L’AUD/USD a passé la majeure partie de la séance de jeudi plafonné sous 0,7000, alors que Washington et Téhéran échangeaient des tirs pour une deuxième journée, avant de se retourner après 17h30 GMT lorsque le président Trump a déclaré avoir annulé les frappes prévues dans la soirée et affirmé qu’un accord mettant fin à la guerre était, pour l’essentiel, conclu. La paire a gagné environ trois quarts de centime depuis ses plus bas, un mouvement conforme à son statut de proxy du risque, mais l’annonce n’a pas été accompagnée d’une confirmation de l’Iran. Plus tôt dans la semaine, les forces américaines ont frappé l’Iran mardi et mercredi, l’Iran a abattu un hélicoptère Apache près du détroit d’Ormuz, et Téhéran a répondu aux raids de jeudi à l’aube par des missiles balistiques visant des bases américaines à Bahreïn, au Koweït et en Jordanie ; Trump avait également menacé de s’emparer de l’île de Kharg et, plus largement, des infrastructures d’exportation énergétique, tandis qu’un blocus naval des ports iraniens reste en place.
La communication iranienne est restée contrastée, des médias semi-officiels contestant qu’un quelconque texte ait été approuvé alors même que Washington évoquait une possible signature ce week-end en Europe, avec la participation du vice-président et une réouverture du détroit d’Ormuz dès la signature. Sur les marchés, le Brent a reculé de plus de 3% à son plus bas niveau depuis avril, autour de 90 dollars le baril, tandis que le mouvement de change s’est produit en l’absence de statistiques australiennes et avec une Banque de réserve d’Australie (RBA) en spectatrice. Sur le plan technique, l’AUD/USD a ensuite poussé juste au-dessus de 0,7050 et a consolidé près des sommets ; le Stoch RSI s’est retourné depuis la zone de surachat, le marché digérant une impulsion de 70 pips. Les niveaux à surveiller sont 0,7050 comme pivot vers 0,7100, contre 0,7000 puis 0,6950 en cas de nouvelle escalade.
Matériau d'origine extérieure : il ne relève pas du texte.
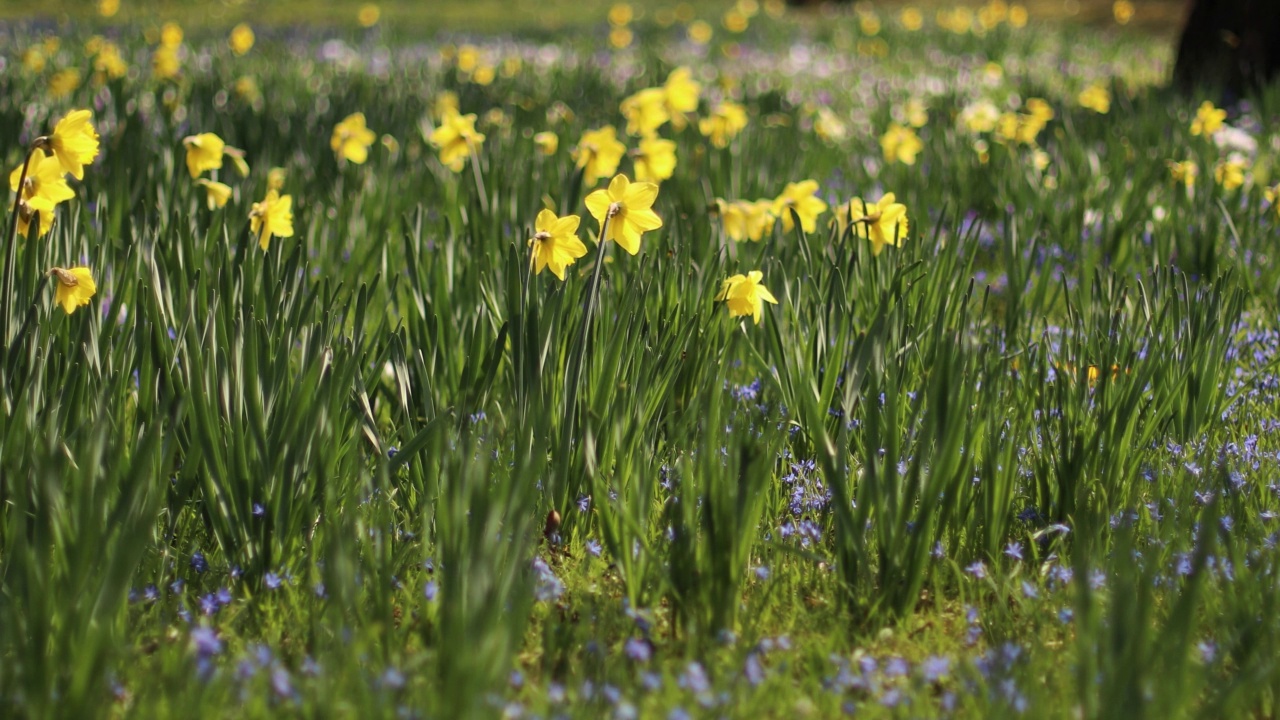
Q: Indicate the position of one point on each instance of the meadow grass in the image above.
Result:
(1013, 456)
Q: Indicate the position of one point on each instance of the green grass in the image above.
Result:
(1020, 464)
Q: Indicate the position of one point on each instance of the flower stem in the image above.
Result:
(10, 251)
(475, 172)
(572, 378)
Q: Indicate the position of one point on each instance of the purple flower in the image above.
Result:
(1014, 550)
(205, 642)
(638, 650)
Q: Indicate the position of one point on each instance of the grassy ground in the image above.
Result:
(1011, 456)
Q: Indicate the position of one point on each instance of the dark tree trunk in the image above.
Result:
(1232, 44)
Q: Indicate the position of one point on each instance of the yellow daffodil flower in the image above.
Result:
(645, 112)
(732, 218)
(1183, 172)
(73, 142)
(272, 217)
(456, 139)
(799, 196)
(882, 223)
(73, 287)
(165, 63)
(629, 209)
(654, 160)
(215, 192)
(900, 145)
(42, 190)
(241, 40)
(351, 139)
(744, 295)
(204, 153)
(554, 244)
(598, 154)
(726, 121)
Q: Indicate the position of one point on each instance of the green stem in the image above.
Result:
(575, 369)
(10, 251)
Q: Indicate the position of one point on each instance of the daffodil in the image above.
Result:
(1208, 119)
(799, 196)
(626, 208)
(682, 94)
(554, 244)
(73, 142)
(41, 191)
(272, 217)
(654, 159)
(598, 154)
(456, 139)
(1096, 98)
(275, 178)
(726, 121)
(204, 153)
(900, 145)
(979, 117)
(1183, 172)
(73, 287)
(165, 63)
(744, 295)
(215, 192)
(241, 40)
(645, 112)
(882, 223)
(351, 139)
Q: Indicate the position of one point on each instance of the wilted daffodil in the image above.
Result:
(726, 121)
(74, 287)
(272, 217)
(73, 142)
(645, 112)
(215, 192)
(44, 188)
(1208, 119)
(900, 145)
(799, 196)
(744, 295)
(204, 153)
(456, 139)
(654, 160)
(554, 244)
(883, 222)
(1183, 172)
(627, 209)
(598, 154)
(351, 139)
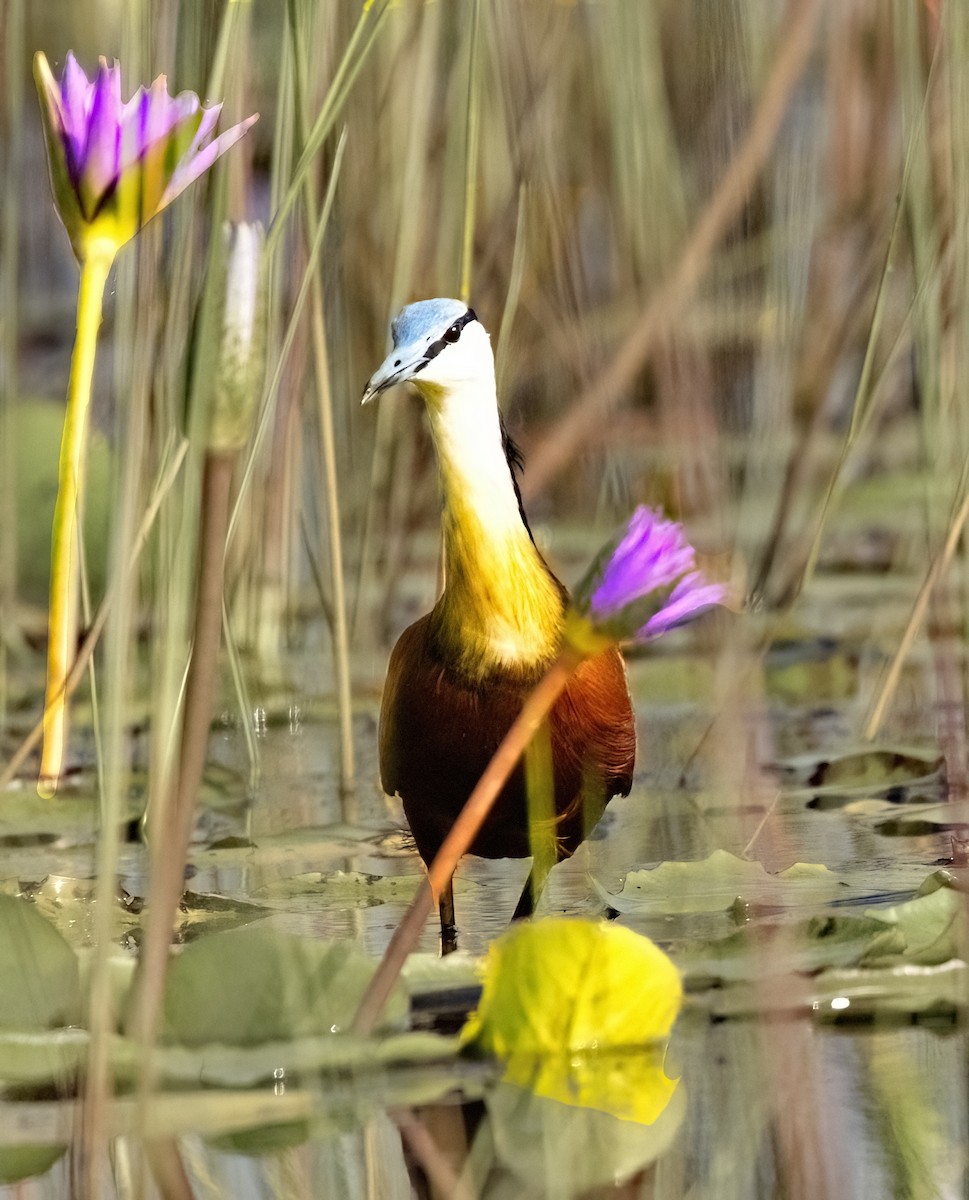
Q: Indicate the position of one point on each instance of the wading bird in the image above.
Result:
(457, 677)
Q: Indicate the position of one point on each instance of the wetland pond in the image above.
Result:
(811, 889)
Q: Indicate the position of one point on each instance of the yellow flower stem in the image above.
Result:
(61, 628)
(463, 832)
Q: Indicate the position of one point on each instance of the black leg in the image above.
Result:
(530, 893)
(449, 930)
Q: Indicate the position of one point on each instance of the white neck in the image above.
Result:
(501, 607)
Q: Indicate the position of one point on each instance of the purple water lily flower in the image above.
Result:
(642, 586)
(115, 165)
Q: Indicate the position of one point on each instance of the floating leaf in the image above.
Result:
(714, 883)
(38, 971)
(339, 889)
(578, 1012)
(19, 1163)
(252, 985)
(932, 927)
(540, 1139)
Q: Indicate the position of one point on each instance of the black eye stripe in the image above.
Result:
(434, 349)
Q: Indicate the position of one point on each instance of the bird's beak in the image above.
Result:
(397, 367)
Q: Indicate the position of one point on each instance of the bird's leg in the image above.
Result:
(530, 893)
(449, 930)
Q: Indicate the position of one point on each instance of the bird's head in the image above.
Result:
(439, 346)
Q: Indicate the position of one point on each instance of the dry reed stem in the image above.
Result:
(916, 616)
(168, 861)
(94, 635)
(462, 834)
(585, 418)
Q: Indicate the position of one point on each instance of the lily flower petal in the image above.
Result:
(102, 150)
(639, 587)
(116, 165)
(190, 168)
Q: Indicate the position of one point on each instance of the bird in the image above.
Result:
(458, 676)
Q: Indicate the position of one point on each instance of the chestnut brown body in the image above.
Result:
(439, 730)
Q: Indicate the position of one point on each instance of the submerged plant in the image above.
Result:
(113, 167)
(639, 586)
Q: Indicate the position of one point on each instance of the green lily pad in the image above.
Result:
(253, 985)
(38, 971)
(932, 927)
(19, 1163)
(714, 885)
(339, 889)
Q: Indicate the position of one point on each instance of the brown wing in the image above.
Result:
(438, 735)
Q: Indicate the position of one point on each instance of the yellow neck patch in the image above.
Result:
(501, 609)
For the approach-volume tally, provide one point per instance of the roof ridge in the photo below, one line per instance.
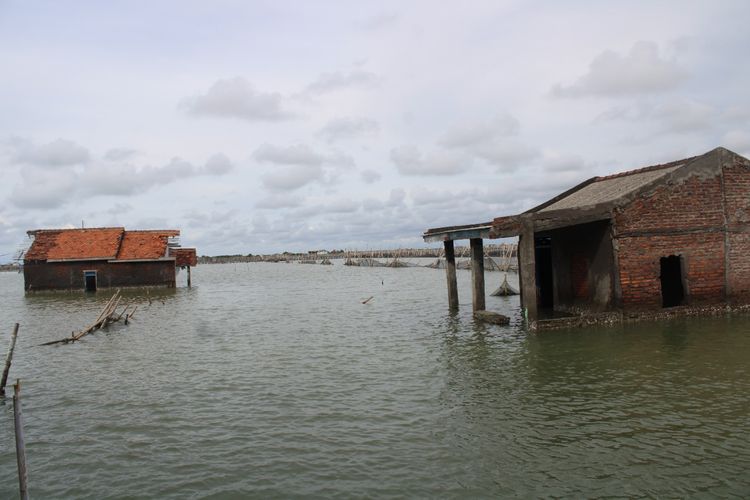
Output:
(646, 169)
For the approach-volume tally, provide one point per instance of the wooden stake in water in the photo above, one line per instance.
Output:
(20, 445)
(8, 360)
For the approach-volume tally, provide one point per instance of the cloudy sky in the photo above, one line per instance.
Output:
(263, 126)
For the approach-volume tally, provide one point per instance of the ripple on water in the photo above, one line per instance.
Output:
(274, 381)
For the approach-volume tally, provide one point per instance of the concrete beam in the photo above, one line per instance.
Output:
(450, 274)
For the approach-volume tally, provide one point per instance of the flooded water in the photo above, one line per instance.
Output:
(275, 381)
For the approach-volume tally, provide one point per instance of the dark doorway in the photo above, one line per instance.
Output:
(544, 282)
(89, 279)
(672, 291)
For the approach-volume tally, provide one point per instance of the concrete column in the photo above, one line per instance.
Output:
(477, 273)
(527, 269)
(450, 274)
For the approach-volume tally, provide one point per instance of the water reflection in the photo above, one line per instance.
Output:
(274, 380)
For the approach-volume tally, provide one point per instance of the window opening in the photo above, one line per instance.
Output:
(672, 290)
(544, 281)
(89, 279)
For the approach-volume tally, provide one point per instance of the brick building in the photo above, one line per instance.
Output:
(87, 259)
(675, 235)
Un environnement de risque dicté par les gros titres
Nous évoluons désormais dans un marché dicté par les gros titres, où le rallye marqué du dollar australien repose sur un supposé accord de paix confirmé par une seule partie. Le franchissement de 0,7000 est une réaction « risk-on » classique, mais il laisse les positions sur dérivés très exposées à la prochaine annonce en provenance de Washington ou de Téhéran. La situation impose une approche prudente et tactique dans les prochaines semaines.
Nous avons vu la volatilité implicite à 1 semaine sur les options AUD/USD s’effondrer de plus de 15% lors des frappes récentes à un peu moins de 9% dans la nuit. Bien qu’il s’agisse d’une baisse majeure, elle reste nettement au-dessus de la moyenne depuis le début de l’année (7%), ce qui montre que le marché des options continue de valoriser un risque significatif d’échec de l’accord. Cela suggère que toute stratégie vendeuse de volatilité doit être menée avec une extrême prudence tant que l’Iran n’a pas apporté de confirmation officielle.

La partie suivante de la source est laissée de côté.